Lula, ainda radical, presidente do PT, atacou o Congresso Nacional, formado, na sua visão, por "300 picaretas" que só defendiam os próprios interesses, inspirando a música dos Paralamas do Sucesso, gravada em 1995: "Papai, quando eu crescer eu quero ser anão / Pra roubar, renunciar, voltar na próxima eleição".

O mundo gira, República e transparência ficam pelo caminho e, três décadas depois, há constrangedoras (porém saborosas) semelhanças com a atualidade.

Orçamento secreto. Emendas do relator. Abuso de poder eleitoral. Deus. Corrupção. Picaretagem. Chantagem. Vampiros.

Acionado pelo PSOL, o Supremo Tribunal Federal tenta impor um freio de arrumação na compra de votos pelo governo Bolsonaro. Pretende, pelo menos, iluminar os acontecimentos, para que se possa fiscalizar eventual violação dos princípios da moralidade e da impessoalidade na administração pública, essenciais na gestão dos três Poderes.

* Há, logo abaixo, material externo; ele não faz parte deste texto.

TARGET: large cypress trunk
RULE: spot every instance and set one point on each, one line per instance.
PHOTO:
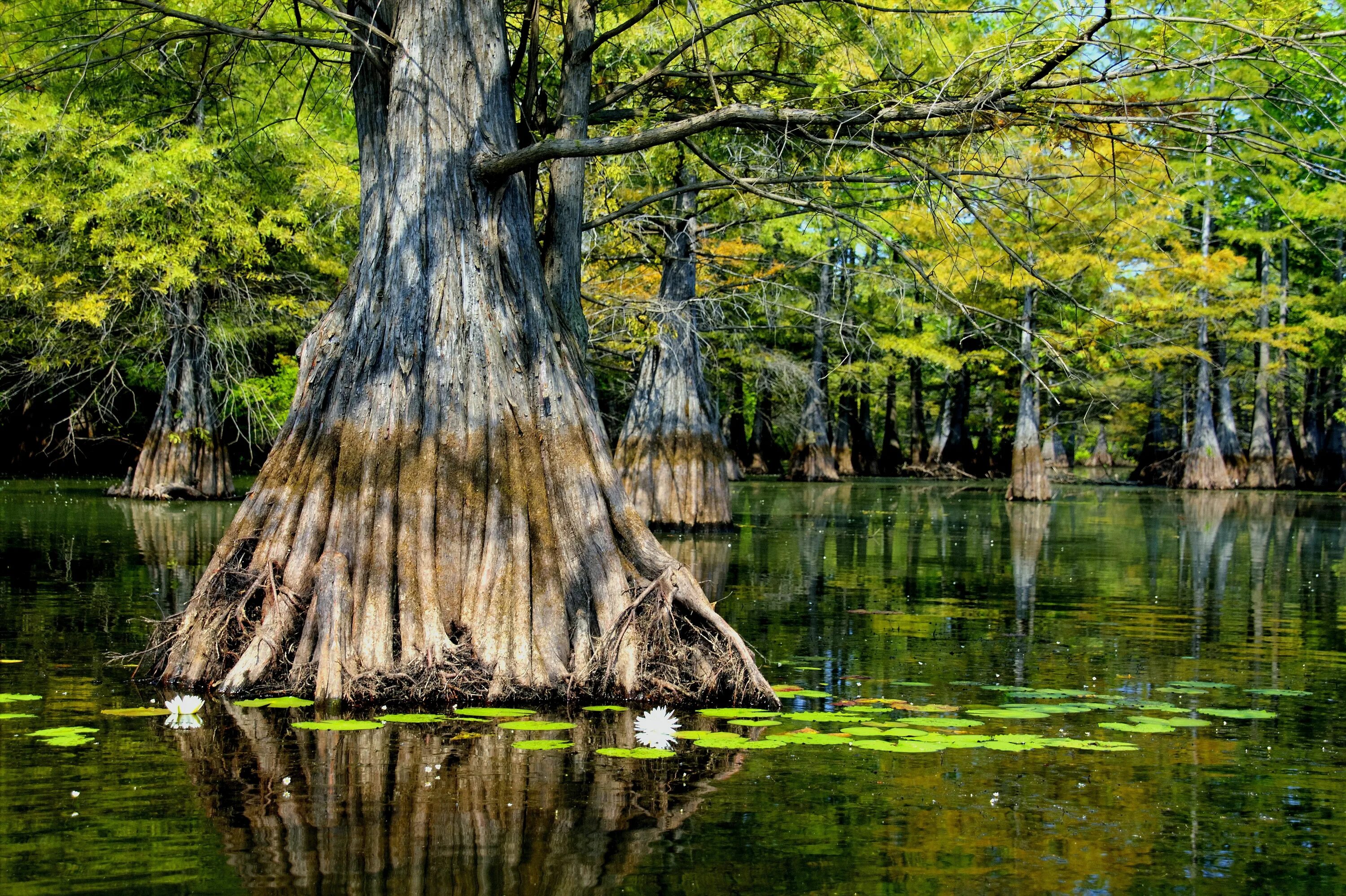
(184, 454)
(890, 455)
(1227, 430)
(441, 517)
(812, 459)
(671, 452)
(1027, 473)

A reeleição é crucial para que os vampiros de hoje, Arthur Lira et caterva, se mantenham com as rédeas do poder nas mãos. As emendas orçamentárias formam um perigoso passivo a ser, quem sabe, remexido, investigado.

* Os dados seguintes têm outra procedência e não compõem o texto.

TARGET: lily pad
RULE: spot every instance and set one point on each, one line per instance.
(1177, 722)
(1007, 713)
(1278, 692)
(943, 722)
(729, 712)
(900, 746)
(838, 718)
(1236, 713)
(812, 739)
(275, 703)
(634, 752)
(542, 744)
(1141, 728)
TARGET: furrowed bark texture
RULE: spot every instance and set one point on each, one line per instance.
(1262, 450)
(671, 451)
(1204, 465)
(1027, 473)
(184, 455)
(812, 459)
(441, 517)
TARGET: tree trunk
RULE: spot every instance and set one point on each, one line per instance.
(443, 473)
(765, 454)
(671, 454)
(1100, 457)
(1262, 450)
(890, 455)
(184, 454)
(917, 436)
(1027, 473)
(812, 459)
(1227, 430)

O governo Bolsonaro, criminosamente pão duro com o IBGE e com a ciência, empenhou (em apenas dois dias), nas vésperas da votação do primeiro turno da PEC dos Precatórios, R$ 909 milhões do orçamento secreto.

Prevaleceu no julgamento virtual, encerrado quarta-feira (10), o voto de Rosa Weber, com apenas duas divergências, de Gilmar Mendes e Kassio Nunes, o ministro pedaço de Bolsonaro (10%) no STF. Além da suspensão dos repasses, o governo deve publicar em 30 dias detalhes da execução das despesas de 2020 e 2021.

Mas a semana tem más notícias. O Superior Tribunal de Justiça praticamente legitimou o enriquecimento patrimonial de Flávio Bolsonaro. Encontrou vícios processuais e anulou tudo. A famiglia comemora.

Jair Bolsonaro nomeará 75 desembargadores federais em 2022. O aparelhamento dos Tribunais Regionais Federais será conduzido pelo senador Flávio Bolsonaro, o da rachadinha, o que acaba de conquistar impunidade no STJ, e pelo ministro Kassio Nunes, o que não tem independência para julgar, mas, em compensação, acumula influência e poder.

Por essas e por outras, República e transparência ficam pelo caminho.